The goal of any research paper, whether it is advancing an argument or not, is to inform. Research papers are primarily vehicles for conveying information, so quality research and credible sources are essential.
It is important to keep in mind that papers of this length and complexity should be written as part of a process and as a series of drafts. In other words, the expectation that a research paper can simply be hammered out in a single session, even an early draft, is unrealistic.

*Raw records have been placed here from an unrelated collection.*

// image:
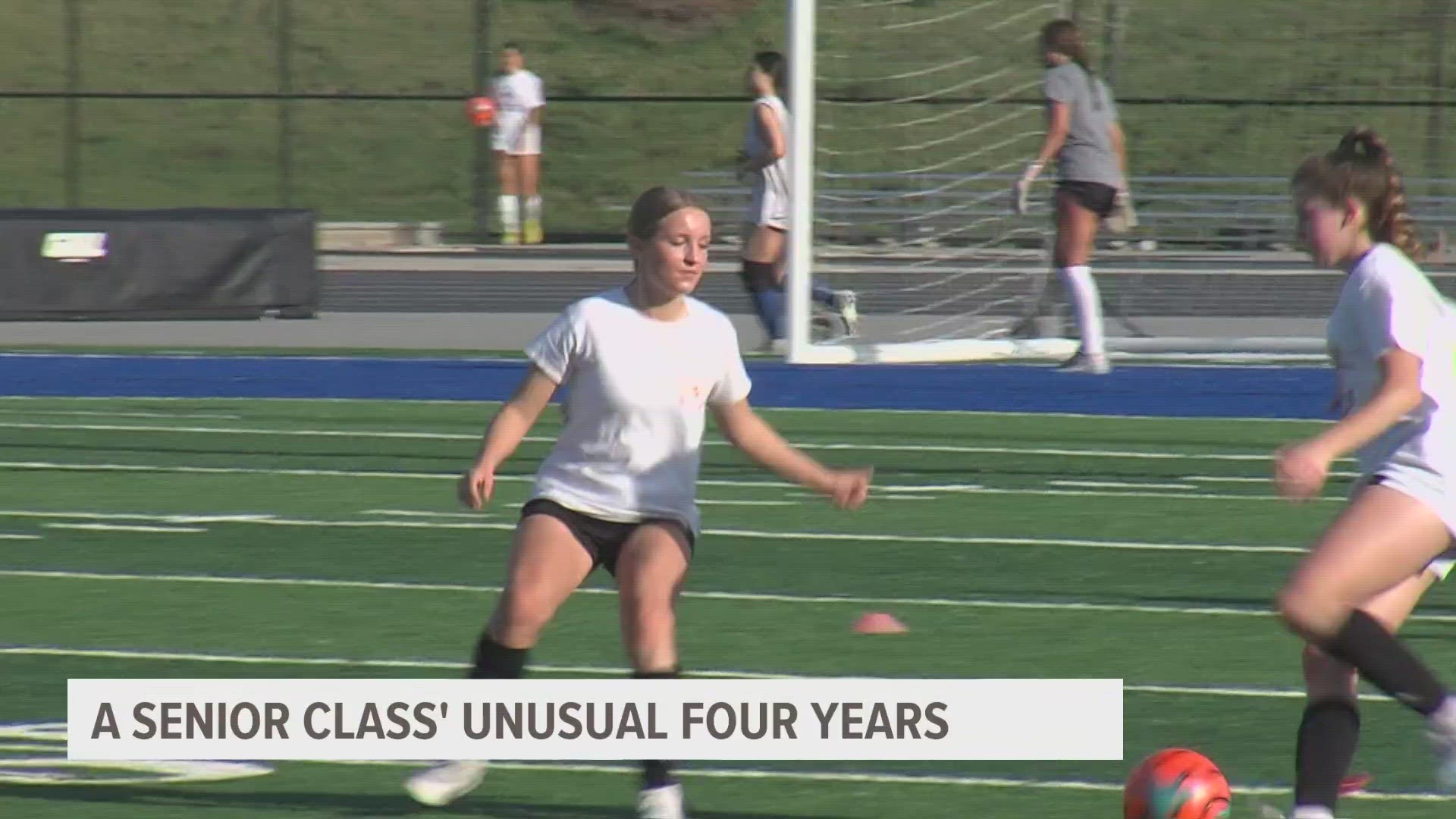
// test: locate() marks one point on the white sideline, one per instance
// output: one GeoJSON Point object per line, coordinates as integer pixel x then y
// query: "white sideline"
{"type": "Point", "coordinates": [731, 596]}
{"type": "Point", "coordinates": [1257, 692]}
{"type": "Point", "coordinates": [753, 534]}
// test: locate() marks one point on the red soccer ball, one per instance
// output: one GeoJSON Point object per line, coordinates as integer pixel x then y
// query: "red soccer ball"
{"type": "Point", "coordinates": [1177, 783]}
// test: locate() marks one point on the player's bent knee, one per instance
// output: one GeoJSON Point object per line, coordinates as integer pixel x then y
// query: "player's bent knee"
{"type": "Point", "coordinates": [1310, 614]}
{"type": "Point", "coordinates": [1327, 676]}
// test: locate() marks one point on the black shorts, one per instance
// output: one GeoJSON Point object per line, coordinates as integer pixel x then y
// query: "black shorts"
{"type": "Point", "coordinates": [603, 539]}
{"type": "Point", "coordinates": [1094, 196]}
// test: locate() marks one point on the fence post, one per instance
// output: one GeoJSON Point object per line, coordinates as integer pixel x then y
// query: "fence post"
{"type": "Point", "coordinates": [1114, 20]}
{"type": "Point", "coordinates": [284, 44]}
{"type": "Point", "coordinates": [1440, 14]}
{"type": "Point", "coordinates": [481, 82]}
{"type": "Point", "coordinates": [72, 142]}
{"type": "Point", "coordinates": [1075, 11]}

Effective research papers progress through a series of stages that include
- topic selection, which involves identifying a topic, testing the topic (initial, quick review of available information), revising or narrowing the topic, brainstorming potential sources and research strategies/tools, and selecting potential search terms;
- research, gathering information from different kinds of sources/media through different research tools, assessing the credibility of the sources, cross checking the information for accuracy, and keeping track of where the information comes from through effective, accurate works cited page entries, parenthetical citations;
- drafting, organizing your research into a structure that facilitates communicating that information to your reader, deciding what information to include and what to exclude, determining your thesis/claim if your assignment calls for it, grouping like research into sections organized around reasons (if you have a claim) or topic sentences, and integrating your quotes and paraphrases with accurate attributions and parenthetical citations;
- revision, gathering feedback on your work, editing for sentence level errors (punctuation, grammar, language, etc.), reviewing use of research for accuracy and MLA style, assessing the structure of the paper for effectiveness, determining if the requirements of the assignment have been met, and making changes as needed.